Did you get larger frets installed?


----------



## al3d (Oct 3, 2007)

so..what have you decided to do?


----------



## itf? (May 27, 2009)

Sand it down with 400 grit sand paper. Then polish with 600, 800, 1200m then rubbing compound. If you sand through just sand the rest of the neck down evenly and finish it with spray can lacquer then polish as mentioned earlier.


----------



## whammybar (May 7, 2008)

Thanks for the interest guys. So far I haven't had the time to do it...MUCH came up to get in the way and I'm running on pretty much no sleep.

I was all set for the steel wool thing yet so many recommend sandpaper but I have a question on the sandpaper thing. Since this is a 22 fret guitar and the width between frets changes every fret, (duh) how do I get an even reduction between every fret? I planned to tape off the frets in any event, but with the steel wool method, the steel wool remains a constant. With the sandpaper (and please have patience here) on fret 22 it's really skinny and the sandpaper is brand new. Then by fret 12 it is much wider and the sandpaper has done a whack of frets so then I'm essentially looking at a slightly diffferent result on every fret am I not, unless I use a new piece of just the right sized sandpaper on each fret? And how do you get sandpaper really close to the frets? Seems easier with the steel wool no?

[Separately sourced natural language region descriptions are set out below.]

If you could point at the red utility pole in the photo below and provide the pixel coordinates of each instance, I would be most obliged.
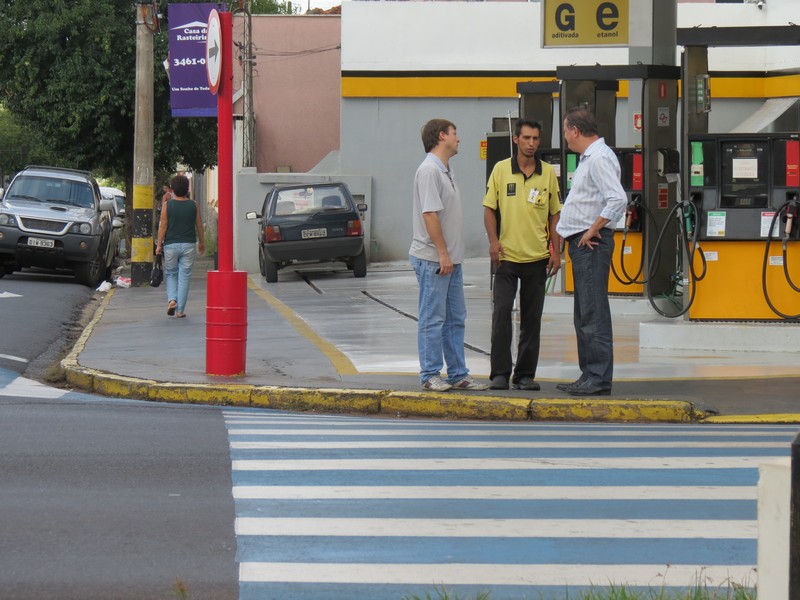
(226, 298)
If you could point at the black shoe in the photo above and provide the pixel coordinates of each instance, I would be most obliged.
(498, 382)
(564, 387)
(588, 389)
(526, 383)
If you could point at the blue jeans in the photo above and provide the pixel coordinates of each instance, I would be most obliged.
(592, 313)
(178, 263)
(442, 321)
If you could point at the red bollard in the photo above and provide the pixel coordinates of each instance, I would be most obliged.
(226, 323)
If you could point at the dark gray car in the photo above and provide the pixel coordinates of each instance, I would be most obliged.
(310, 223)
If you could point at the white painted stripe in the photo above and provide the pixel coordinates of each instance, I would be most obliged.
(463, 464)
(27, 388)
(456, 444)
(372, 432)
(323, 492)
(655, 576)
(500, 528)
(14, 358)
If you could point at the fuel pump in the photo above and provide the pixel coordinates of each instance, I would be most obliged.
(745, 188)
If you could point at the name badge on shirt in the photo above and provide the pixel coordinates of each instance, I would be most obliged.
(536, 197)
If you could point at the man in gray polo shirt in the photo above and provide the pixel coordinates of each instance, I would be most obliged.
(436, 253)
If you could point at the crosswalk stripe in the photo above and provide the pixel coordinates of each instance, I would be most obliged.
(478, 432)
(345, 506)
(455, 444)
(324, 492)
(461, 464)
(655, 576)
(499, 528)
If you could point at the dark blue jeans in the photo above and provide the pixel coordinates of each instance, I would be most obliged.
(592, 314)
(530, 278)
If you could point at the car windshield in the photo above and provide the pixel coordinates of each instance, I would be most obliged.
(53, 190)
(309, 200)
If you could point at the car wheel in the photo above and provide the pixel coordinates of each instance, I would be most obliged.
(360, 264)
(270, 271)
(88, 273)
(261, 260)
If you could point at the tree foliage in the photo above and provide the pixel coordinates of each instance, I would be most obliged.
(69, 75)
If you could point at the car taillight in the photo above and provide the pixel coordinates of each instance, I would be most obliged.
(272, 233)
(354, 227)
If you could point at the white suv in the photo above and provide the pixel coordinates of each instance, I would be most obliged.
(55, 218)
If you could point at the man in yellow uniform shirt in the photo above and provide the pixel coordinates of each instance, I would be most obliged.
(522, 196)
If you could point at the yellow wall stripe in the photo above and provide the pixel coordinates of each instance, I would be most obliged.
(142, 250)
(506, 87)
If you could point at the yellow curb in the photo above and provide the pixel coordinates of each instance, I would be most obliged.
(199, 393)
(78, 377)
(453, 406)
(633, 411)
(322, 400)
(773, 419)
(120, 386)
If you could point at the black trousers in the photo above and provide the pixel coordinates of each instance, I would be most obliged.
(530, 279)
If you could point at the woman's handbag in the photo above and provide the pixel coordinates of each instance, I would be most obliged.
(157, 275)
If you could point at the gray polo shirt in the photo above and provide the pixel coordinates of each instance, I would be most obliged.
(435, 190)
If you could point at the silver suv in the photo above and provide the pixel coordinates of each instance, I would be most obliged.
(55, 218)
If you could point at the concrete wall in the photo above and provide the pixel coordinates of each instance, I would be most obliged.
(296, 89)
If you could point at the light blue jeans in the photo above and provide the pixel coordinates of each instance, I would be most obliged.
(178, 263)
(592, 313)
(442, 321)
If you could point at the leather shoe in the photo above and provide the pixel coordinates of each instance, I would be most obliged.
(564, 387)
(498, 382)
(526, 383)
(588, 389)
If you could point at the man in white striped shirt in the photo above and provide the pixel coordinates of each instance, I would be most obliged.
(595, 200)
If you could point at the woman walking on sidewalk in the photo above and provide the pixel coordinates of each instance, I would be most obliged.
(179, 229)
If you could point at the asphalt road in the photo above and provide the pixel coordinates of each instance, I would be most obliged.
(41, 312)
(114, 499)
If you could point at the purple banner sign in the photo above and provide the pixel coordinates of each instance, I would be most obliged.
(189, 94)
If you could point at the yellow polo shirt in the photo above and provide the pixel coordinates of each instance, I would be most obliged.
(524, 206)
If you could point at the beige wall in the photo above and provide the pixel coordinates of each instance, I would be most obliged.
(296, 89)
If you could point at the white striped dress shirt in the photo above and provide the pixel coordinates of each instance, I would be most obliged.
(596, 191)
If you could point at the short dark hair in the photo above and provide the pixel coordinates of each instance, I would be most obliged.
(583, 119)
(180, 185)
(526, 123)
(431, 131)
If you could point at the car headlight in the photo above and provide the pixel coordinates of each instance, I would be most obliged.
(84, 228)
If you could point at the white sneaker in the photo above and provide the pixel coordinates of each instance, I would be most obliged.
(436, 384)
(470, 384)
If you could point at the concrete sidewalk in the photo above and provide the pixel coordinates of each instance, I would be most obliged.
(321, 340)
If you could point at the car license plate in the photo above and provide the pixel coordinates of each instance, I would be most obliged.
(40, 243)
(307, 234)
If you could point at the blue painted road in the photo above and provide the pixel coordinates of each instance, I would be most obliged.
(335, 507)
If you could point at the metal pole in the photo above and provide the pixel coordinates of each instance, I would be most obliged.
(143, 193)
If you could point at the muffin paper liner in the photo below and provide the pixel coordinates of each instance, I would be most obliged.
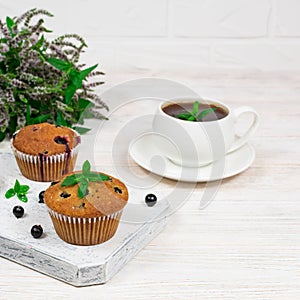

Sorry if this sounds idiotic. I just want to get rid of the gloss so I might get some of the old tone and smoother playability back. (I'm never going to get the 30+ years of wear back, the bottom side of the neck by the frets had the finish worn right off and it was only hand oil that was protecting it). I'm taping off the body in plastic so either way no harm will come to the pickups. I'm just really timid about starting this job and messing it up.


----------



## keto (May 23, 2006)

My mistake. I thought you were wanting to take the gloss off the BACK of the neck.


----------



## TimelessInst (Apr 4, 2012)

Wait...he laquered the fretboard on the face surface?


----------



## keto (May 23, 2006)

TimelessInst said:


> Wait...he laquered the fretboard on the face surface?


Yes, haven't you ever seen or played a '70's maple board Strat? That's how they were done.


----------



## whammybar (May 7, 2008)

TimelessInst said:


> Wait...he laquered the fretboard on the face surface?


Yup he sure did. 30 years of wear gone. I'd say there are several coats not just one. In his defence he 'restored' the neck. Not something I had asked for but it certainly is in every way restored. Only thing is as I said before, now I can't play it with all that gloss on there so it's gotta go. I wish I could post pics...


----------



## Milkman (Feb 2, 2006)

As far as playability goes, yes, steel wool is the solution I have used in the past.

That's not going to undo what's been done however. If as you say, the tone of the guitar has been affected negatively, that's a drag.

I started taking a few guitars to a tech recently and I made sure I defined in writing exactly what I wanted done. I think it was helpful for both him and me.

I got exactly what I asked for.

I can understand why you're unhappy. If all you wanted was a refret and he brought the neck back to factory specs, that sucks.


----------